Ia juga mengungkap sindikat pemalsuan uang dengan menyita 98 jenis alat bukti, termasuk mesin dan tinta cetak uang serta mata uang asing. Selain itu, ditemukan lembaran deposit Bank Indonesia dan surat berharga negara palsu senilai ratusan triliun rupiah.
"Yang menarik, ada barang bukti yang nilainya triliun. Semacam kertas (yang nilainya triliunan)," ujar dia.
Dari hasil temuan, Polisi mengamankan ribuan lembar uang palsu dalam penggerebekan jaringan pemalsu mata uang di sebuah lokasi. Barang bukti yang disita meliputi 4.550 lembar pecahan Rp100 ribu emisi 2015, enam lembar Rp100 ribu emisi 1999, 234 lembar pecahan Rp100 ribu yang belum terpotong, satu lembar mata uang Korea 5.000 won, dan 1.000 lembar rupiah emisi 1964.

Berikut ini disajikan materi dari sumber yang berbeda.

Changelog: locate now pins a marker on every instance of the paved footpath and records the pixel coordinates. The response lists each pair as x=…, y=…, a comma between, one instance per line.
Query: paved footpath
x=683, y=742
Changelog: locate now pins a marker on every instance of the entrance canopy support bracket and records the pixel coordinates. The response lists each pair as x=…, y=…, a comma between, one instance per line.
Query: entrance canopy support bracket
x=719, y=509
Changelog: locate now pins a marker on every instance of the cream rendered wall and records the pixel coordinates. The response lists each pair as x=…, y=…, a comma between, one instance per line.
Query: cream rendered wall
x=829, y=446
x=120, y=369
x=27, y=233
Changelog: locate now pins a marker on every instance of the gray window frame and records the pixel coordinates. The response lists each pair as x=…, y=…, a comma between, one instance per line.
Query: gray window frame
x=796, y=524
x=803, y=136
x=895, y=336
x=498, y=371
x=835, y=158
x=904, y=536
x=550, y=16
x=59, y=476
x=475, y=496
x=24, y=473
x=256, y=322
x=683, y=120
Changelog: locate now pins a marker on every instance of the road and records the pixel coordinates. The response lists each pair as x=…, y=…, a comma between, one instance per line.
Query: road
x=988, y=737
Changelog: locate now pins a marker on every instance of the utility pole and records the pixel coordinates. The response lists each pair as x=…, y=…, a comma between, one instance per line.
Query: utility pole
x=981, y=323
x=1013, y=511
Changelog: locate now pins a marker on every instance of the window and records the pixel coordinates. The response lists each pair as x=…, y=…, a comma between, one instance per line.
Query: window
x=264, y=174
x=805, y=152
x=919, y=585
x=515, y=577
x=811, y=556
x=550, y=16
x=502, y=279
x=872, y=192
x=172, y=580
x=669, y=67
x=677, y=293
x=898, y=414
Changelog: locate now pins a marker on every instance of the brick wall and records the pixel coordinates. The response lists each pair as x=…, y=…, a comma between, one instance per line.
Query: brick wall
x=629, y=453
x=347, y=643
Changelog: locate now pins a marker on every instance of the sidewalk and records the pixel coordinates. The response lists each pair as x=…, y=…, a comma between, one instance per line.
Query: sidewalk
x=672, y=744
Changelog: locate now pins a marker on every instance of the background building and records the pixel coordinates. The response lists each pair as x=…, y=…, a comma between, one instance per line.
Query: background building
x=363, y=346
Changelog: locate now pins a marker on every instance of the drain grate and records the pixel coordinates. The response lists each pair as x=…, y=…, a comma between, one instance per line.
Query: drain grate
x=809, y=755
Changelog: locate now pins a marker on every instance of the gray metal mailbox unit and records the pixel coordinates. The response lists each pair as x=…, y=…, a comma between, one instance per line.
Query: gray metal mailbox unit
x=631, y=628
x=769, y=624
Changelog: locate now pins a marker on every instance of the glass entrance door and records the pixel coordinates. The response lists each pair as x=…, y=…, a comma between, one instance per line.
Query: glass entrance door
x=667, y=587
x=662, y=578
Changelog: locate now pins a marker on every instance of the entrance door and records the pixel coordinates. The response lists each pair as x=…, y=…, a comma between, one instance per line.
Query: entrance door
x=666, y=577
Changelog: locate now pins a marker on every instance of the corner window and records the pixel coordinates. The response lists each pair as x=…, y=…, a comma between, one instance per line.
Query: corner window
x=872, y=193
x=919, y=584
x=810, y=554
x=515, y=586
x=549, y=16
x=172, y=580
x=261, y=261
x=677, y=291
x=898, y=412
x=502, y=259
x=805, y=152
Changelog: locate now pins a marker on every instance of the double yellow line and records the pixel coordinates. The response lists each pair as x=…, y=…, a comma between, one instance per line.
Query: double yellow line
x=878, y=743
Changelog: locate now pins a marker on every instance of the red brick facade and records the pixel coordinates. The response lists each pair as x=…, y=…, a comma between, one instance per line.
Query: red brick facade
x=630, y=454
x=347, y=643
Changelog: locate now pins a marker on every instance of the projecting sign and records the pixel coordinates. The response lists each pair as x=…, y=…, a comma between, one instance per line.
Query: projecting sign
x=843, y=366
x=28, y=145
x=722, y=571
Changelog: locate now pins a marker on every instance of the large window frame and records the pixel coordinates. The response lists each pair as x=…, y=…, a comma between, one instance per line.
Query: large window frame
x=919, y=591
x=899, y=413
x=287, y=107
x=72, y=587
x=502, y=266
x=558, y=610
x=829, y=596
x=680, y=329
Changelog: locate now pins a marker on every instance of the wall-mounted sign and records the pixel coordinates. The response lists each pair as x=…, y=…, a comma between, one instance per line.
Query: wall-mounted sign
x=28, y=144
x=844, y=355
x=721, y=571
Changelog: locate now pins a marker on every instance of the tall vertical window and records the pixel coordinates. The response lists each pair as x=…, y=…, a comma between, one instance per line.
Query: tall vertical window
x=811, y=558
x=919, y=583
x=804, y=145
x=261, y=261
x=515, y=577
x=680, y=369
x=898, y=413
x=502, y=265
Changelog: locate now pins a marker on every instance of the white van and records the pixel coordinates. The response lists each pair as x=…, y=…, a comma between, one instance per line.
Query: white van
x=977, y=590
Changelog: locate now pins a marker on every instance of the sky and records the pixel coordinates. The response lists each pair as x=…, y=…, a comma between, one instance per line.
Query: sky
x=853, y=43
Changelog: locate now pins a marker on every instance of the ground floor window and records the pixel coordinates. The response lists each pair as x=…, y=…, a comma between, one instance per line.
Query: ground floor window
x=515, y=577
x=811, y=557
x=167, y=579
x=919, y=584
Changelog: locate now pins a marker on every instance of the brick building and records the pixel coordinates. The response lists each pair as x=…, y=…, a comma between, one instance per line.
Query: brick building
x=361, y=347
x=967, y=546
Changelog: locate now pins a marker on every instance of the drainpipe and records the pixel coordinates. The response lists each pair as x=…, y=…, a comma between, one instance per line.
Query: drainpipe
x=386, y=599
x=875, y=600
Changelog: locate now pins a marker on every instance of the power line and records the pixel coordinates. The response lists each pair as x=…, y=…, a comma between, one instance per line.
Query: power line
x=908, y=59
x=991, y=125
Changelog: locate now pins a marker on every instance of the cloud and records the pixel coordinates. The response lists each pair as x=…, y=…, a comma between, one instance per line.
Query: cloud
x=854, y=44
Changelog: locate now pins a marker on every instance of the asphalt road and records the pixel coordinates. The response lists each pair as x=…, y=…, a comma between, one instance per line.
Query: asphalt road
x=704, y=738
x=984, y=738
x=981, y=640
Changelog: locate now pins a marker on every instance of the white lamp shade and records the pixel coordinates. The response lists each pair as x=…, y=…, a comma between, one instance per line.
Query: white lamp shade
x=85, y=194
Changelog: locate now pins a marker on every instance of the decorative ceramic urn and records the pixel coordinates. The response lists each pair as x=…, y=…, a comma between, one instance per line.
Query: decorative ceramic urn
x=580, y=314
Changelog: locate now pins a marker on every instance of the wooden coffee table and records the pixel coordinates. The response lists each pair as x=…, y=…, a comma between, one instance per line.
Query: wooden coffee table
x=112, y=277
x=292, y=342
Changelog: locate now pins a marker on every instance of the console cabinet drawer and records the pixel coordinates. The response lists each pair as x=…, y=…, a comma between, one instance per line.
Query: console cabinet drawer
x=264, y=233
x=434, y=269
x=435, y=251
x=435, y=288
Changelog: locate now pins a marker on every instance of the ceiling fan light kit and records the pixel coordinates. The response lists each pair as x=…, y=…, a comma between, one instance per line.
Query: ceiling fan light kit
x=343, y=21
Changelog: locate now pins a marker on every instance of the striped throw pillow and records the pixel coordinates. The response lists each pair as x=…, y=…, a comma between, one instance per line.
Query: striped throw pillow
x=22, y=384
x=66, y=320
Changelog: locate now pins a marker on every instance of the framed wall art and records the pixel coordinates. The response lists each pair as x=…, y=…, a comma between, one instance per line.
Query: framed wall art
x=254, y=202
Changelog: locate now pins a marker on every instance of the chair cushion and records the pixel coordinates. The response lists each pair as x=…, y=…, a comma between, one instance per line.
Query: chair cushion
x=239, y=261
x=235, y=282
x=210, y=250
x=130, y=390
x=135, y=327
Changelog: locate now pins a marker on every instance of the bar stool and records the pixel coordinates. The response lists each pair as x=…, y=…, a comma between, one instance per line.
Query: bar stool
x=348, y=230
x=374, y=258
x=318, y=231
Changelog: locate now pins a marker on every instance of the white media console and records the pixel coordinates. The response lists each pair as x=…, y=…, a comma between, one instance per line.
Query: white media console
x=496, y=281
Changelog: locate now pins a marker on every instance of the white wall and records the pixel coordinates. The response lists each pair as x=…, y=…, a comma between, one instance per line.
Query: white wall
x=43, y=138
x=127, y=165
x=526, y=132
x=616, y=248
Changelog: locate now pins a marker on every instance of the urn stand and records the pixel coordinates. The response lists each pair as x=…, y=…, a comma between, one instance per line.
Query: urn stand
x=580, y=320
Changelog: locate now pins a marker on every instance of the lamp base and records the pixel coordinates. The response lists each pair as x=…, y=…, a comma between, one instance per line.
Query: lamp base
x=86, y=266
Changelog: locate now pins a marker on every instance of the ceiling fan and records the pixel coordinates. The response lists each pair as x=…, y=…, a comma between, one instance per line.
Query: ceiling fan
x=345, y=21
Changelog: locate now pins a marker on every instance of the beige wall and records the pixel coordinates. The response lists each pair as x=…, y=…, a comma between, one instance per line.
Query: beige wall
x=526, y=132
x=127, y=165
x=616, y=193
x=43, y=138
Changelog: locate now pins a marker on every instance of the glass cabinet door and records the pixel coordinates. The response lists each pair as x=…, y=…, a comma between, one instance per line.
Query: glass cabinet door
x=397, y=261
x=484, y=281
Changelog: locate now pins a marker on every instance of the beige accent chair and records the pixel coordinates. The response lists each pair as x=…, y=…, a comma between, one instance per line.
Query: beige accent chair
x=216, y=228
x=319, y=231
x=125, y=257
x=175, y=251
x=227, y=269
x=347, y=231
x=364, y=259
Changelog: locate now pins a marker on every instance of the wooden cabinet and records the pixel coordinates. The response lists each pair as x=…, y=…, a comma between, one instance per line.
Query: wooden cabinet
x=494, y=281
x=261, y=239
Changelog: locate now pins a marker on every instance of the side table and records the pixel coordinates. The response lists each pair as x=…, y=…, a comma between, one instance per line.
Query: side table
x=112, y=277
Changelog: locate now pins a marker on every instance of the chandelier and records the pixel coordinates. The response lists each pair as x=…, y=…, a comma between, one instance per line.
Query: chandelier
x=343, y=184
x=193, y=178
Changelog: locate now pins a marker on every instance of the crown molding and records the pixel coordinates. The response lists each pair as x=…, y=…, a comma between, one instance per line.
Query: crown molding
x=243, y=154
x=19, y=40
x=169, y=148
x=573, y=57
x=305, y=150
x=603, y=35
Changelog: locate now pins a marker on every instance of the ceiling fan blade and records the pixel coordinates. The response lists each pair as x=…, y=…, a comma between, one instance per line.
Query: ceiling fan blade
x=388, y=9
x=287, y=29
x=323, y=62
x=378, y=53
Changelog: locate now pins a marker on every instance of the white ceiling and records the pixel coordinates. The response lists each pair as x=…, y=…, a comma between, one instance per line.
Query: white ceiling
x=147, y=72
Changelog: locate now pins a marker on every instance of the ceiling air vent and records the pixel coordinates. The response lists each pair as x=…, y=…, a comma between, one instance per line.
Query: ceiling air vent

"Ada 1 lembar kertas fotocopy deposit dari Bank Indonesia. Nilainya Rp45 triliun, juga ada 1 lembar kertas surat berharga negara senilai Rp700 triliun," terang dia.
Diketahui pelaku membeli mesin tersebut di Surabaya, Jawa Timur yang dipesan langsung dari China. Mesin tersebut dibeli dengan harga Rp600 juta.
Kasus Direncanakan Sejak 2010, Pelaku Sempat Gagal Maju Pilwalkot
Yudhiawan mengungkapkan, hasil interogasi menunjukkan bahwa rencana ini telah disusun sejak 2010. Pada 2011-2012, salah satu pelaku bahkan berencana mencalonkan diri sebagai Wali Kota Makassar, namun gagal memperoleh dukungan.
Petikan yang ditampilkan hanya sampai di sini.